Is My Cat Happy? Things You NEED to Know

Is my cat happy?

That is a question many pet parents ask themselves on a daily basis.

Cats are an unique species that don't always show signs of emotion. Whether it be happy, sad or indifferent, we may be constantly guessing as to what mood our feline friend is feeling.

In this article we are going to uncover the mysteries of those feline emotions and the tell-tale signs that you may not have noticed before.

Is my cat happy? These are the things you need to know.

The "Eyes" Have It

They say "the eyes are the windows to the soul," but in a cat's case, it can say a lot about its mood.

A happy cat's eyes will dilate in pleasure. This could be when they see you or when their food bowl is full (don't stand in front of the food bowl or you may not know for sure if it's you your cat is happy to see).

Another "eye" emotional response is the "slow-blinky." This is when your cat slowly blinks her eyes when you are looking directly at her.
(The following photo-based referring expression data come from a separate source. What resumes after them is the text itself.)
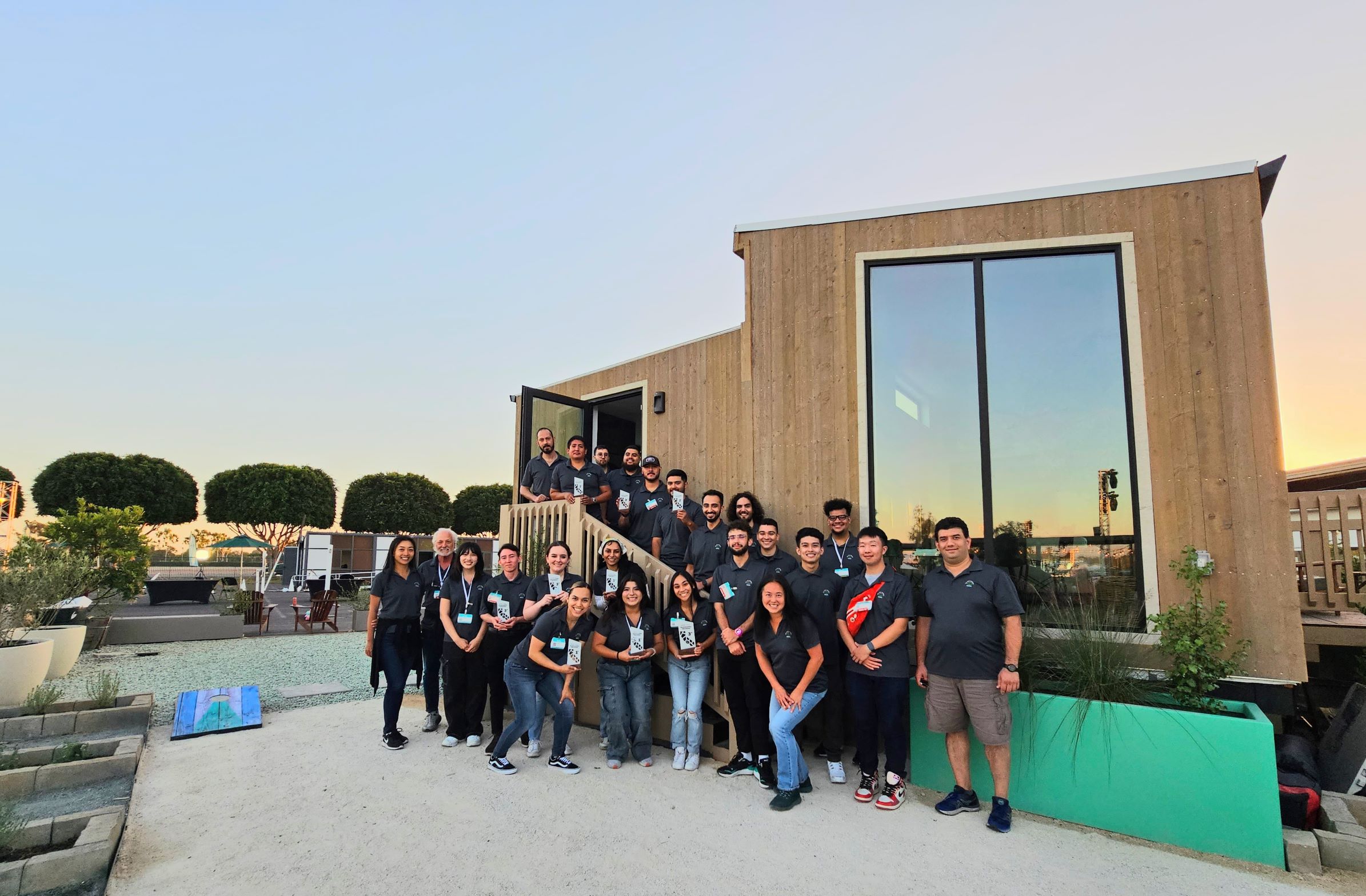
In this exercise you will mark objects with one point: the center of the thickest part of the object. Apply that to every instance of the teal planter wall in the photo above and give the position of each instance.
(1188, 779)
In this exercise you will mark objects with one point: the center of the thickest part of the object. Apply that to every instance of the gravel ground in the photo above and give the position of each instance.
(270, 663)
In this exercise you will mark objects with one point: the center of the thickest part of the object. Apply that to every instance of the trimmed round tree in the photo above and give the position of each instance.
(476, 509)
(395, 503)
(18, 506)
(272, 503)
(166, 494)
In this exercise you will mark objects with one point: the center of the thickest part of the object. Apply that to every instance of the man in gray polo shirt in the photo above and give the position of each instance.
(536, 478)
(968, 641)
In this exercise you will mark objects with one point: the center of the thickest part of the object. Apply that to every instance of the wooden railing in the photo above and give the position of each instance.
(534, 526)
(1329, 558)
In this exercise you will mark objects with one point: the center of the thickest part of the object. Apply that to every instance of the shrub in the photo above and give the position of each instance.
(41, 697)
(1195, 635)
(103, 690)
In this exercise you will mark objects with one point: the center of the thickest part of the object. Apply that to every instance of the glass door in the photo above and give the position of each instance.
(562, 414)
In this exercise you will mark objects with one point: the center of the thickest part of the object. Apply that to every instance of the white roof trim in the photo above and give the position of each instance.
(1020, 196)
(649, 354)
This means your cat is very content in your presence. Try doing it back to let your cat know you feel the same.

Happy Chatter

Some cats, more than others, are real chatterboxes. They love to tell you all about their day in long "conversations." But even if your feline isn't so talkative, he can still let you know he's feeling fine by the pitch of his meows. A high-pitched vocalization is usually used for a happy moment. This could be when it's treat time or when you've come home from a long day away. Pay attention to your cat's various vocalizations and you will soon be able to differentiate what he's trying to tell you.

Body Language

A happy cat will lie with its feet tucked under its body. This body posture tells you your cat is at ease with you and whomever else may be in the room.

A super-happy and content cat will sleep on its back. All animal's view their underparts as extremely vulnerable, so if kitty rolls over and offers up her belly for a good scratch, you know you've hit the pinnacle of trust and happiness in your cat's mind.

The Tell "Tail"

When your cat approaches you with her tail straight up in the air it means, "I'm so happy to see you." Another happy tell tail sign is when a cat approaches with her tail straight up, but with a bend at the end (I call this the question mark tail). This is an indication of happiness, but with a bit of reserve thrown in. You may notice your feline friend does this when new people enter your home. However, usually once the initial "investigation" of the new folks is over (and your cat is pleased with them) she will resort back to the happy tail position.

Another tell tail sign of happiness it the quivering tail. This is when your cat's tail is straight up in the air, and the end is quivering very quickly. This is a sign of extreme happiness and excitement.

Happy Head Posture

A cat that is happy to see you will extend its head straight out to you as an invitation to scratch it. Once kitty is satisfied your intentions are good, she may even rub her face along your hand, or give you a gentle "head bonk."

Watch Those Whiskers

The cat's whiskers are remarkable for so many reasons, one of those is the indication of its mood.

A happy cat's whiskers will be positioned slightly to the side or in the neutral position. But watch, if something catches kitty's attention they may perk forward.

I Can "Ear" You

When your cat's happy and relaxed, his ears will be facing forward, but tilted back just slightly. If you see your cat's ears swivel, listen up, because he has heard something that has caught his attention. If it's the sound of the treat bag, he'll be even more happy.

Purring is Tricky

We may think cats purr when they're happy, but this can be tricky. Cats do purr when they are feeling content, but they will also purr when they are in pain or feeling under the weather (this helps soothe them). To know if your cat is purring because he is feeling happy and content, you may have to read the above body languages to know for sure.

Interest in What's Going On

Happy, healthy cats will take an interest in what's going on in their environment. This includes playing with toys, following their special someone around, eating and drinking and just having a general activity level.

If your cat does not seem to be interacting in a normal way, is hiding a lot, has stopped eating/drinking or has exhibited any signs of illness, be sure to take him to the veterinarian for a check up.

Is My Cat Happy? Now You Know

It may take some time for you to get to know exactly what your cat is trying to tell you. But reading her body language and listening to those vocalizations is a good step in the right direction. Afterall, having a happy cat is what every good pet parent wants.